Book review: The Tipping Point - Malcolm Gladwell
What's in a name: Brand definition defined

Is there a winning combination?

In September this year a particular 'blog' discussion triggered my reading virus again. Since then I must have read 8 different titles, mostly by recommendations from others (not all have made it into my top list - like The E-myth revisited and The Fred Factor) and my 'wish-list' on Amazon is still not empty, more to read over the holidays.

Most of the books are about major changes in business concepts, changes in marketing, changes in media used in marketing. Some I found real gems, some even a chain of gems. The books that made it on to my top list made me stop and think (and put thoughts to paper on my little note-pad) several times, as good books should do. Some even made me change our business and strategy plan for next year.

This made me think the following: of all these various (new) ideas, is there a winning combination between them? I'm sure there is, because some of the ideas - books compliment each other, like "The Long Tail" and "Permission Marketing", "The Tipping Point" and "Unleashing the IdeaVirus". Main question is: how to implement all (new) ideas into your business to become more effective, profitable and even sustainable.

Which brings me to the next 'step' of this 'book-review' (doing it by the books 3?) MY Winning Combination and in which order to read them.
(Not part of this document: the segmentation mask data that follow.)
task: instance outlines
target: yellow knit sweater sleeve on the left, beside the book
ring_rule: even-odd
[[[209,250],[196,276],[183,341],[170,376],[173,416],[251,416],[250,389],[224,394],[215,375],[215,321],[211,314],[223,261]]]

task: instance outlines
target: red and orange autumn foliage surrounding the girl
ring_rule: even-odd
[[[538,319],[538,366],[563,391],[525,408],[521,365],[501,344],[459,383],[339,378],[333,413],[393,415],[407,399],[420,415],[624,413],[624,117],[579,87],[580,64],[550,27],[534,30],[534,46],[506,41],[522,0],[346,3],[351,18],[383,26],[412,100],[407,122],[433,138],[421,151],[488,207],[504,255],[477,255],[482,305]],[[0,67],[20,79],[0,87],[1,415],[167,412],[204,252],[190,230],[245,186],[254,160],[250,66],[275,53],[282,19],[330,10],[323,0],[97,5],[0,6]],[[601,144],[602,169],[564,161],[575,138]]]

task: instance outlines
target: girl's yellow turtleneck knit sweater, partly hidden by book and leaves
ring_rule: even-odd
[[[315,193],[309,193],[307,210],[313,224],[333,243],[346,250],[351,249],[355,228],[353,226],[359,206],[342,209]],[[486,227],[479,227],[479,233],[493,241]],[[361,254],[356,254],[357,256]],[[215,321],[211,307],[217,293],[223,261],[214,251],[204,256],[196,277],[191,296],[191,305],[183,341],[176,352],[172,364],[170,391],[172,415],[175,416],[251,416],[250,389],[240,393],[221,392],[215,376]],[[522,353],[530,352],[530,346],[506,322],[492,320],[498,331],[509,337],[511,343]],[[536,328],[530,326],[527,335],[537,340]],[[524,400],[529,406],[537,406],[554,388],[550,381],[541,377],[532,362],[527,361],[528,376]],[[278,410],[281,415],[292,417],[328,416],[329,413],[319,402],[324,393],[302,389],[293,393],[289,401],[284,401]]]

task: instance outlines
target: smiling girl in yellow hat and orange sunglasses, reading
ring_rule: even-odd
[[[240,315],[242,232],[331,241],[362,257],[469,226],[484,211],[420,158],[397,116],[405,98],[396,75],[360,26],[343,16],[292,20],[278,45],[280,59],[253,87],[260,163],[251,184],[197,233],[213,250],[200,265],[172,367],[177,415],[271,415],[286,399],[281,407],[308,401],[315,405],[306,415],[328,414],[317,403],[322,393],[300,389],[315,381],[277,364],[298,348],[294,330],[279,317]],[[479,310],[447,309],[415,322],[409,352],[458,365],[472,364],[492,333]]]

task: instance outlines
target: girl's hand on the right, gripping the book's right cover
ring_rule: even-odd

Winning combination for me and my business (retail Natural Wooden Flooring, working from a small showroom in a Kentish Village with excellent -according to most of our customers - informative websites) is:

  • "The Long Tail" - teaches you to understand that niche-markets are the future (and we are definitely in a niche-market: 80% of floor-covering in the U.K. is still wall-to-wall carpet, 20% is everything else) and why, how Internet and other new media can have a massive positive impact on your profit when you realise and discover where your 'niche' customers are.
  • "Permission Marketing" - the (IMHO) most logical choice to read straight after "The Long Tail". This book makes you really realise that interruption marketing is passe, especially for businesses in niche-markets like us. It shows you, teaches you the most obvious way forward to 'release' your specific part in the long tail is to 'ask permission' of any prospect and existing customer to keep talking to him/her in order to A) start the conversation in turning this prospect into a customer and B) start turning your existing customers into 'ambassadors' of your business. (Still think there is one little thing missing in Seth's idea)
  • "Unleashing the IdeaVirus" - this is more than just translating the old 'USP' (Unique Selling Point or Proposition) into online practice, it goes beyond that (and confirms my opinion that it should be OSPS - Outstanding Selling PointS - as mentioned in my novel The Kiss Business). Is your product, service worth talking about; is it remarkable enough to have others 'spread the word' (by word of mouth or by word of mouse). And if you're in the long tail you need to be remarkable. That's another worthwhile combination ;-).
    The book teaches you how easy (if you make yourself aware of it) it is to give prospects and customers simple and effective tools to spread the word, your word.
  • "The Tipping Point" - IdeaVirus examples for products and companies in the Short-Head (see The Long Tail)
  • "Good to Great" - suppose you implement every idea and tip from all above in the correct way to become a remarkable business that can be very profitable and happy in one of the niche-markets of the long tail. In order to become successful and profitable, and to sustain your business as remarkable you'll have to build your whole organisation (even a one-man-band) around these new concepts of marketing and even beyond marketing. If it's just the marketing department that embraces the 'new technology' and the after sales, production and sales-office stick to the 'old and familiar' ways you won't profit as much from all the above; you won't become sustainable profitable, your business won't go from 'Good' to 'Great'.

My most obvious order of reading therefore would be:
Good to Great, followed by The Long Tail, Permission Marketing, Unleashing the IdeaVirus and then The Tipping Point. As desert I recommend The Goal and Kick Start You Business.
But that's just my personal recommendations, I would welcome other ideas, orders or even tips on books I haven't discovered yet.